Several competing hypotheses, or scientific questions, have been proposed. One, the “substrate grip” hypothesis, proposed that the overlapping claws would have been employed in slippery, muddy environments like river banks or lakeshores, providing traction and prevent miring. Another, the “scratch digging” hypothesis, suggested that the claws would have formed an effective scraper, like a garden hoe, and would have been utilized for excavating nests. Both hypotheses were plausible, until scientists looked at a new line of evidence.
Coauthor Dr. Denver Fowler, who led the group’s previous study on sauropod claws added: “dinosaur behavior is a tricky subject to address because most fossils are obviously evidence of dead animals, rather than living ones. However, we can go beyond speculation to actually test hypotheses of behavior if we understand what kinds of subtle evidence is recorded in fossils.”
The eureka moment for the research group came when they considered alternative ways to test their hypothesis. “Prior studies have tried to answer this question by examining the bones of sauropod feet, but no one looked at the tracks those feet left,” said Hall. Trackways are the fossilized impressions left by an animal’s feet after it walked through soft, wet sediment like mud or silt. “We studied over 30 tracks, all of which preserve the morphology of the foot and position of the claws while these animals were walking in muddy substrates. In some cases, impressions of the skin and scales from the bottoms of the feet are visible.”

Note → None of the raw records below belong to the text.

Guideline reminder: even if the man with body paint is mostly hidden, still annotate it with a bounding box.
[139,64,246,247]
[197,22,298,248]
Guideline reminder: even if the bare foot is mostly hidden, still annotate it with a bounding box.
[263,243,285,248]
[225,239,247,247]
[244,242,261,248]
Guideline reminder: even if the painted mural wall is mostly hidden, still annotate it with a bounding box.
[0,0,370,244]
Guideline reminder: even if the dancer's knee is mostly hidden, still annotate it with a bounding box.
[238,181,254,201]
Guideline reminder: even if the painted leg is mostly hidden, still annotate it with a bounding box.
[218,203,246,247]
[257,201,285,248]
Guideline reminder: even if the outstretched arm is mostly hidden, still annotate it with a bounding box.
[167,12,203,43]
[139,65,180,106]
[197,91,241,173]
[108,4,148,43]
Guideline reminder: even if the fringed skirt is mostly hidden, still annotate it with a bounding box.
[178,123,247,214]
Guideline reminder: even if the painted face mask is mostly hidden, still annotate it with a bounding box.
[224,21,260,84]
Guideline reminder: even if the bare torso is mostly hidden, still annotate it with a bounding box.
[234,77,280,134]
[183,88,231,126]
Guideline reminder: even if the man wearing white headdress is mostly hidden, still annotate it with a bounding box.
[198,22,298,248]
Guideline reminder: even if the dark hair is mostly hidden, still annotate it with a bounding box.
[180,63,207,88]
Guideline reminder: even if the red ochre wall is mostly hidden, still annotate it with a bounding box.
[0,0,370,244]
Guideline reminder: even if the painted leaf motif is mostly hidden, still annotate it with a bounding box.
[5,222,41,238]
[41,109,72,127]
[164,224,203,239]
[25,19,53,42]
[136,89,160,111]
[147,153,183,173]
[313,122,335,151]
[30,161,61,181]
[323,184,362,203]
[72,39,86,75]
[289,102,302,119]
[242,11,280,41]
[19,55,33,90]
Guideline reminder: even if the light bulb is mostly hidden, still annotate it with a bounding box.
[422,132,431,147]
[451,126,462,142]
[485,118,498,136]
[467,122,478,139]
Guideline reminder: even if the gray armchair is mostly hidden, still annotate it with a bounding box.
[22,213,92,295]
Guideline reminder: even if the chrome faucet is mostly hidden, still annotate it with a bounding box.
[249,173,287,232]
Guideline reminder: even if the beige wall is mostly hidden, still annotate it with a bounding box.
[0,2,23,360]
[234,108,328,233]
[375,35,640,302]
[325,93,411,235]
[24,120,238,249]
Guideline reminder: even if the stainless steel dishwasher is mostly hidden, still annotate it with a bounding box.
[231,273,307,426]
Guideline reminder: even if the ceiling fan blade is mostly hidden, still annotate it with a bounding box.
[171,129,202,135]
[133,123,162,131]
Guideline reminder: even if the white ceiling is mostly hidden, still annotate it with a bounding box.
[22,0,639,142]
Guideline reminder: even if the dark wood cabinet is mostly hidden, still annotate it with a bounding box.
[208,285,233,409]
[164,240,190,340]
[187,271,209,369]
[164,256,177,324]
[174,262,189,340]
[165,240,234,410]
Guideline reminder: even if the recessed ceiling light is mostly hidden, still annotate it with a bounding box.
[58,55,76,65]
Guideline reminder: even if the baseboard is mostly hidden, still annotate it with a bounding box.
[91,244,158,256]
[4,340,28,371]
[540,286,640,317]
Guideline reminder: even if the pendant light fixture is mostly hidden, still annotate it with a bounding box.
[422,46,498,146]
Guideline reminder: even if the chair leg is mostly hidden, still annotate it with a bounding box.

Hall and his coauthors Ashley Hall (also of the Cleveland Museum of Natural History), and Dr. Denver W. Fowler (Dickinson Museum Center, North Dakota), reached out to researchers across the world for images of well-preserved sauropod tracks, and received a wealth of data and photographs from Texas, to Morocco, to Portugal.
The fossil tracks showed that sauropods did not utilize their unique claw flexing arrangement while walking in deep, wet mud, meaning they did not use them to help ‘grip’ while walking in muddy areas. Instead, the toes were either carried in a neutral position or extended outwards, which was unexpected. The study concludes it is more likely that the claws of sauropods were an adaptation for excavating nests, a behavior corroborated by comparison with similarly shaped claws used by some species of tortoises for digging, and fossil evidence of trench-like nests in which sauropod eggs have been discovered.
“We’re fascinated with the bones of their long necks and size of their gargantuan bodies, but not many have looked at what’s going on with their feet,” said Ashley Hall. “This now begs the question of which sex was building nests? Did males or females have larger claws? Can we test this?”
Fowler added “surely the most exciting thing about dinosaurs is understanding how they lived; our new study takes us one step closer.”
The study, titled “The flexion of sauropod pedal unguals and testing the substrate grip hypotheses using the trackway fossil record,” was published in the book “Dinosaur Tracks: The Next Steps” (Indiana University Press, 2016).